A description of your success is then sent to, for example, Current Radiopharmaceuticals, whose No. 3 of September 2008 was just the methods as a targeted radiation attack on HER2 positive cells dedicated and the effectiveness of this strategy confirms, find it there. Here, in Sweden ( Tolmachev2007rth ), these HER2 antibodies again tested adhesive luteum 177 ( 177 Lu). Otherwise, somebody is getting rich on the radio (they call it Alpharadin, Liepe2009a2a ), but it's unlikely that your patient cares to put it on the trastuzumab because of her, they could go to jail.
That is all.
It takes only a few days to absorb new findings and find out how to respond to them. However, I would be wondering if the pure alpha-emitter linked to trastuzumab should be applied more than once or only once. Trastuzumab should be given as an infusion for 3 weeks until progression. Onco-disease and I see this as a problem because the cavaly catheter (the wife has fired 6 cycles of chemotherapy) has been abolished, for increased vulnerability of the upper extremity on the mastectomy / axenum exenterment side, no infusions should be given on it, catheters on the opposite The side has a "miserable" + environment, where it should. Treatment with trastuzumab to graduate, I see to be problematic even from a psychologist. Aspect.
Regards, MUDr. Martin M.
Tastuzumab works by targeting the target cells to destruction by the immune system of the host. Another mechanism of action may be that the surface of the cells on the surface prevents the adherent antibody from growing in growth. In any case, this antibody restricts / kills only those cells that HER2 is carrying on their surface. And it does not have to be all by far. Finally, in the event of unsuccessful trastuzumab therapy, it is lawful that cancer cells learn HER2 to not express and help without it.

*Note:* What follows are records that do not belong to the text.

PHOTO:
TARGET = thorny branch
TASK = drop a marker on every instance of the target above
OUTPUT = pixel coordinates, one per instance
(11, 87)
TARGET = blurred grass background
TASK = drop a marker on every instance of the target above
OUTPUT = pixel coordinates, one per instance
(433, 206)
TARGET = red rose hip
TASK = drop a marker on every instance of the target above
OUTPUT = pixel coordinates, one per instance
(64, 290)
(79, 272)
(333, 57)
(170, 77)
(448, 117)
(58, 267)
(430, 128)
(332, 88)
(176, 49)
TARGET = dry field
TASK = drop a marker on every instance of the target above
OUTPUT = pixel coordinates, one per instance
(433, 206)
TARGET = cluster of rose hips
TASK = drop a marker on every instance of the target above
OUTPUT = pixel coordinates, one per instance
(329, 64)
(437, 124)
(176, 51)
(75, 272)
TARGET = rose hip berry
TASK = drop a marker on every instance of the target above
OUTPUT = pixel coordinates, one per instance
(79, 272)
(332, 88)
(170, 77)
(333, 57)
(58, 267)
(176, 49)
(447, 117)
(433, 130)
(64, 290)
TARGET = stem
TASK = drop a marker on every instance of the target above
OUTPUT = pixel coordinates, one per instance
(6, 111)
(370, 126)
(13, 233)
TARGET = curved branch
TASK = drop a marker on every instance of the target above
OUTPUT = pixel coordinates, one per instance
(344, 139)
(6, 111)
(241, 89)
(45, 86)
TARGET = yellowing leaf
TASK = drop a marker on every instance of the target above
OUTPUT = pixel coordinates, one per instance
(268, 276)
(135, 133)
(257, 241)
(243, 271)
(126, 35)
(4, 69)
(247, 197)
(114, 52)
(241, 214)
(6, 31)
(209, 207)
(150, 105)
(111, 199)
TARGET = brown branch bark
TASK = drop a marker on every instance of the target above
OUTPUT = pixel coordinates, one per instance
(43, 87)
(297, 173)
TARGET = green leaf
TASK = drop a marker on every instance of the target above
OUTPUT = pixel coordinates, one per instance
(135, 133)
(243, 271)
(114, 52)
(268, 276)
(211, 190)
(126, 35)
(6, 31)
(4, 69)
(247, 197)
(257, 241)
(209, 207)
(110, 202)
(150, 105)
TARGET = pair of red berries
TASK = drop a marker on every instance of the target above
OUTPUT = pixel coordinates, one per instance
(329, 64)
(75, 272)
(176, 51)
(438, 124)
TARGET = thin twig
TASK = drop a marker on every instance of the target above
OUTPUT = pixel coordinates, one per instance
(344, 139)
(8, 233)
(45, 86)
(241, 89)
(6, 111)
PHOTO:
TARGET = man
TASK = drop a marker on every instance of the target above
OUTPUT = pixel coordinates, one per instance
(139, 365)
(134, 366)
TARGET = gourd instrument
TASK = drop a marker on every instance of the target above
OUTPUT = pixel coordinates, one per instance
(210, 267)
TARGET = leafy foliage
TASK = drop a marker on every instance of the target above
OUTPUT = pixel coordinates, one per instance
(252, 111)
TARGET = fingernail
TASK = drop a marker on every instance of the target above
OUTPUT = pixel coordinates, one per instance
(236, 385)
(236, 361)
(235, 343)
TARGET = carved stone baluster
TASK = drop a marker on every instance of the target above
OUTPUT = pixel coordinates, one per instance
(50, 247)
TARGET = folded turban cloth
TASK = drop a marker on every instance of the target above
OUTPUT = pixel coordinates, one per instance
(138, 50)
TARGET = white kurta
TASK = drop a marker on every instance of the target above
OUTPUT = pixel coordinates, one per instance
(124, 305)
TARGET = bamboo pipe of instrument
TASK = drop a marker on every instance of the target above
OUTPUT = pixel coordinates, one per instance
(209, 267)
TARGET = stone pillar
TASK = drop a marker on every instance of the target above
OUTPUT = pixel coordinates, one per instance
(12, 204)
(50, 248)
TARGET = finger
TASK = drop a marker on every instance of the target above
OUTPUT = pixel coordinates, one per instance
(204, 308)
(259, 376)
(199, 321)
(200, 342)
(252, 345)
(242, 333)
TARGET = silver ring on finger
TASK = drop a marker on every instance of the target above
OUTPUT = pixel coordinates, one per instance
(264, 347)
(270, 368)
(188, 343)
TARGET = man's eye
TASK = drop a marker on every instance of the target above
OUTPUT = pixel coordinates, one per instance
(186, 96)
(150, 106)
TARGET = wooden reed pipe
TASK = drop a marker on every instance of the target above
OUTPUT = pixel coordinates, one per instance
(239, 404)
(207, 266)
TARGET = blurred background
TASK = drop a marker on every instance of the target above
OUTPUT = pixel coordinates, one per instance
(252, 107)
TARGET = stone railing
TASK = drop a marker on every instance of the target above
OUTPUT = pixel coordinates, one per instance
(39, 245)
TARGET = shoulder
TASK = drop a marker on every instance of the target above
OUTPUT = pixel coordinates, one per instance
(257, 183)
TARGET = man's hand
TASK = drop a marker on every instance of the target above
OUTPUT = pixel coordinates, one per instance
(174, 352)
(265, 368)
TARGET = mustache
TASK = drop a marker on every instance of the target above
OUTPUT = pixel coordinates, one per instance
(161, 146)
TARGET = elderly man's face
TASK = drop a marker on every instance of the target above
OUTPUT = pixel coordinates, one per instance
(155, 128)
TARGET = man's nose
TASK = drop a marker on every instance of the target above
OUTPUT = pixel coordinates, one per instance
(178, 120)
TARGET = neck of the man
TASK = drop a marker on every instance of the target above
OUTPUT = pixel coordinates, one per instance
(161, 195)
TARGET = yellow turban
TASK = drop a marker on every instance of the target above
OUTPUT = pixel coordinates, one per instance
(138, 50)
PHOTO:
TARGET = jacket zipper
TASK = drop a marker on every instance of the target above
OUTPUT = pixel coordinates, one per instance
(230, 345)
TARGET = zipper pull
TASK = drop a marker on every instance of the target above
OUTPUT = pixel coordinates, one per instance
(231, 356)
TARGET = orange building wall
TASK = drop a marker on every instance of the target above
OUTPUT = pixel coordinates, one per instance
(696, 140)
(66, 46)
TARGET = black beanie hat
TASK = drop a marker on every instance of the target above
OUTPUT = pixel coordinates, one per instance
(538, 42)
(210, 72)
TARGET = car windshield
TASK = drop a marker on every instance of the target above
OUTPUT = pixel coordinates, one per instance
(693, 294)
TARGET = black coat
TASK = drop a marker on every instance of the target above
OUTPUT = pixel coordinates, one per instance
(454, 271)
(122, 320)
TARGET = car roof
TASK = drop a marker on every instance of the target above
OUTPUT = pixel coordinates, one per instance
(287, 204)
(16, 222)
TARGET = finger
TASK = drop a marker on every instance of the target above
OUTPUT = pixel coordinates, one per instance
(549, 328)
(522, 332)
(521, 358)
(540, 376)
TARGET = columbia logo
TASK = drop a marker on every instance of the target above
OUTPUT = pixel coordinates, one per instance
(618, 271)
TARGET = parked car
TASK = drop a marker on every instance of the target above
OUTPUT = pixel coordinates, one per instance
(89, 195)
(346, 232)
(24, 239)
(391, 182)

The advantage of targeted radiotherapy would be that radiation would hit a range of hundreds of microns around HER2 clusters expressing cells. But you have touched a big problem that I completely neglected in my half-serious manual, and that is dosing. At the correct dose, it would be necessary to accurately estimate the amount of HER2 receptor expressed in the body, and the antibody combined with the alpha emitter would ideally be administered in stoichiometric amounts. It would be ideal to give it exactly one dose and to calculate the radiation dose exactly so that the radionuclide completely fired cells undergoing mitosis around HER2-positive tissue and did not completely destroy the tissues expressing HER2 naturally. Doing it almost twice makes no sense, because when it does not destroy the cancer cells for the first time, then in the second attempt, the survivors will only be more. It's like spending cockroaches - once and for all.
In addition to HER2, it would be particularly advantageous to find other receptor-specific receptors for which cancer cytotoxic therapy could be used. But this is not realistic in this case. We can continue to communicate by phone.